Brazil Enters Big Leagues In Global Sports Sponsoring

Petrobras and other Brazilian firms are using sports sponsorships to up their international profile. Brazil’s booming economy gives them extra leverage in places like Argentina and Chile, but it may also be pricing them out at home.

Petrobras is one of two Brazilian companies sponsoring Argentina's River Plate (above) soccer team
Petrobras is one of two Brazilian companies sponsoring Argentina's River Plate (above) soccer team
Daniel Cardoso

FLORIANÓPOLIS -- The dejected players left the field, some in tears. In the stands, the team's fans stood stunned. Sadness quickly turned to anger as reality began to sink in: for the first time its glorious 110-year history, River Plate – Argentina's second most popular football team – had just been relegated to the second division.
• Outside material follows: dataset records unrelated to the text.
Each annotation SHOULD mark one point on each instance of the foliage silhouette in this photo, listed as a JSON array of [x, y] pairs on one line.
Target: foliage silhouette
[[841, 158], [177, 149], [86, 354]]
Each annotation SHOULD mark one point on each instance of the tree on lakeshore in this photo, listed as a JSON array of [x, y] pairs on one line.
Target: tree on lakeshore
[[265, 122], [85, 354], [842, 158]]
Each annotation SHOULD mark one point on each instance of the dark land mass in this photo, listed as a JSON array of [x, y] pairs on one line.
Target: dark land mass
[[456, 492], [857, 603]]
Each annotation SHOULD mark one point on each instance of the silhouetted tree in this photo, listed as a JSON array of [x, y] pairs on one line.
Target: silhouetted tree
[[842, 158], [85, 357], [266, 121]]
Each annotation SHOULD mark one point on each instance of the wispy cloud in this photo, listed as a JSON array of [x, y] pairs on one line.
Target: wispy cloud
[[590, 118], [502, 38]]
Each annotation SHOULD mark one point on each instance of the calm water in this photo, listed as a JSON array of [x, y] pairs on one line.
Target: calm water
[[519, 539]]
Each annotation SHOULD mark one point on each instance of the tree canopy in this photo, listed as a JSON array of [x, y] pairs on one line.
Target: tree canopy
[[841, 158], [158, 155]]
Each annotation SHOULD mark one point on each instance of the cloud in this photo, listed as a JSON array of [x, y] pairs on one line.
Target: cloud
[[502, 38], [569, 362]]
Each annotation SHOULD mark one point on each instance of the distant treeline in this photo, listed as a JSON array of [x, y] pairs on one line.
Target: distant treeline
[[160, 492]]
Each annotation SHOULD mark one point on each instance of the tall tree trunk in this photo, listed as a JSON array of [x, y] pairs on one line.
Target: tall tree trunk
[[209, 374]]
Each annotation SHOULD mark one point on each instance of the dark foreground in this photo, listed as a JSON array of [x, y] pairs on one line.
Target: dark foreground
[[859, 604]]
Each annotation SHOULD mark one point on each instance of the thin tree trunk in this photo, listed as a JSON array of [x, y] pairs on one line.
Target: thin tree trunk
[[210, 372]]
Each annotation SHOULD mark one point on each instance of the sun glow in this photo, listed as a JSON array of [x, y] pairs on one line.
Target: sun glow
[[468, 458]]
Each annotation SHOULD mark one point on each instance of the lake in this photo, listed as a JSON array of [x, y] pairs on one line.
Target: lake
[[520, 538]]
But while the emotional blow was mostly felt in Argentina, the economic shock of River Plate's dismal downgrade hit hardest across the border - in Brazil, home to Petrobras and Tramontina, the team's principal sponsors. Tramontina, a knife manufacturer based in Rio Grande do Sul, has done business in Argentina for 40 years. Besides being featured on River Plate's jerseys, the company's logo also appears on the team's outdoor training facilities, in River Plate advertisements and on its official website. The same goes for Petrobras, the Brazilian oil giant.

Tramontina's contract with River Plate expires in December. The team's deal with Petrobras goes until next June. But even if both companies decide to cut their ties with River Plate, neither is likely to pull out of the Argentine market altogether. Nor are they the only Brazilian firms happy to sign sponsorship deals there. According to Amir Somoggi, director of a sports consulting firm called BDO Brasil, Brazilian companies have a lot of cross-border negotiating power these days thanks to the booming economy and the relative strength of the real. "With Argentina there's the added fact that it has historically had good commercial relations with us," he says.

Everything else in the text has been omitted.